Derivatives and residual distribution of regularized M-estimators with application to adaptive tuning
Pierre C Bellec, Yiwei Shen
TL;DR
This work develops a framework for robust, regularized M-estimators in linear models with Gaussian design by deriving differentiability properties with respect to both responses and designs, and by characterizing the residual distribution in high-dimensional regimes. It introduces a data-driven adaptive tuning criterion that proxies out-of-sample error without requiring knowledge of the noise distribution or design covariance, using observable quantities such as the estimated degrees of freedom and a residual-based matrix $\boldsymbol{V}$. A stochastic representation links residuals to a Gaussian term whose magnitude reflects the estimator’s out-of-sample error, and the analysis reveals new connections between derivatives and effective degrees of freedom. The paper specializes to the Huber loss with Elastic-Net penalty, provides practical active-set expressions, and validates the theory via simulations, including heavy-tailed noise and anisotropic designs. It also shows how the strong convexity assumption can be relaxed using Lipschitz extensions, broadening applicability to non-smooth penalties typical in high-dimensional robust regression.
Abstract
This paper studies M-estimators with gradient-Lipschitz loss function regularized with convex penalty in linear models with Gaussian design matrix and arbitrary noise distribution. A practical example is the robust M-estimator constructed with the Huber loss and the Elastic-Net penalty and the noise distribution has heavy-tails. Our main contributions are three-fold. (i) We provide general formulae for the derivatives of regularized M-estimators $\hatβ(y,X)$ where differentiation is taken with respect to both $y$ and $X$; this reveals a simple differentiability structure shared by all convex regularized M-estimators. (ii) Using these derivatives, we characterize the distribution of the residual $r_i = y_i-x_i^\top\hatβ$ in the intermediate high-dimensional regime where dimension and sample size are of the same order. (iii) Motivated by the distribution of the residuals, we propose a novel adaptive criterion to select tuning parameters of regularized M-estimators.
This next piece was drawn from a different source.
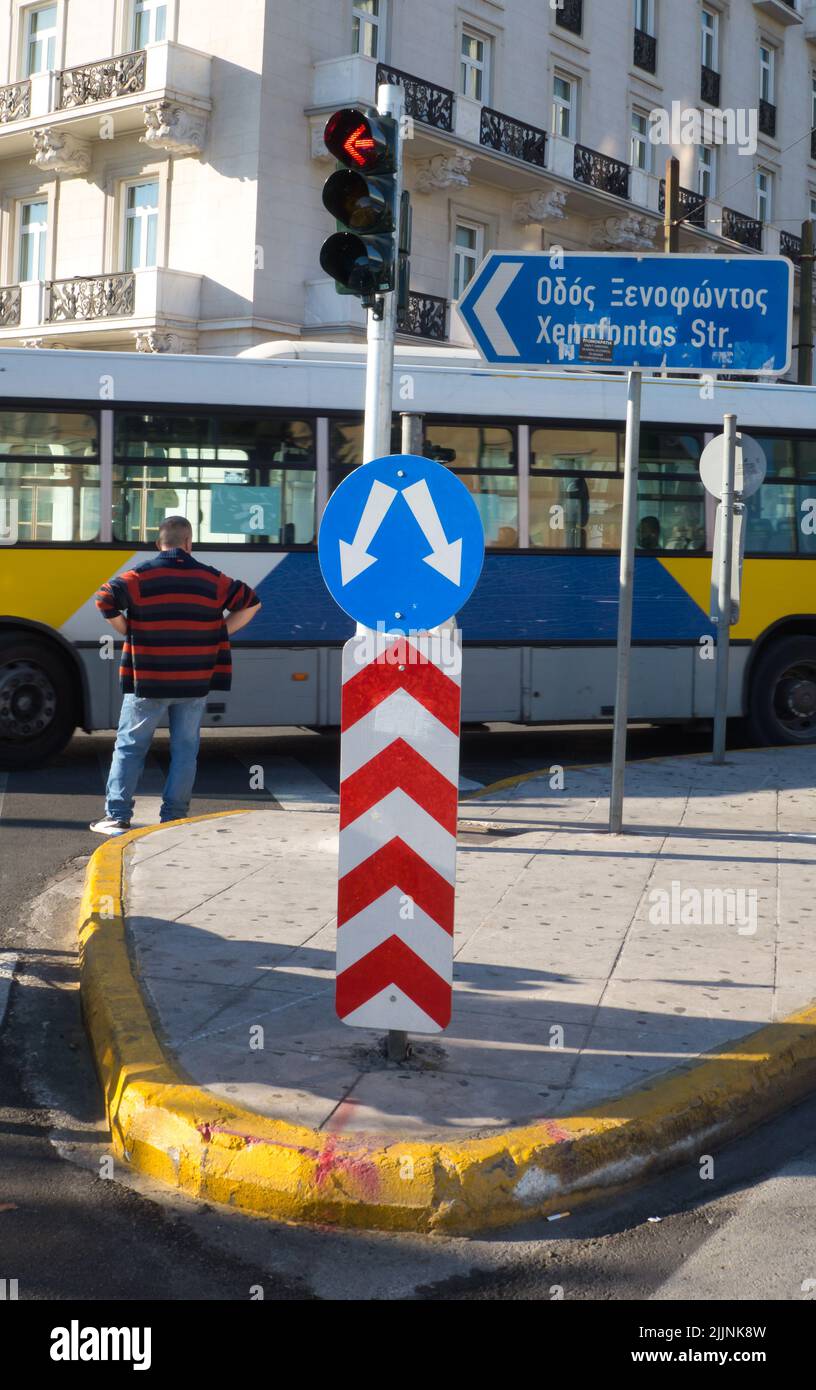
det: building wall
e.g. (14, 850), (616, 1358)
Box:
(0, 0), (816, 352)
The criterion approximates the out-of-sample error up to an additive constant independent of the estimator, so that minimizing the criterion provides a proxy for minimizing the out-of-sample error. The proposed adaptive criterion does not require the knowledge of the noise distribution or of the covariance of the design. Simulated data confirms the theoretical findings, regarding both the distribution of the residuals and the success of the criterion as a proxy of the out-of-sample error. Finally our results reveal new relationships between the derivatives of $\hatβ(y,X)$ and the effective degrees of freedom of the M-estimator, which are of independent interest.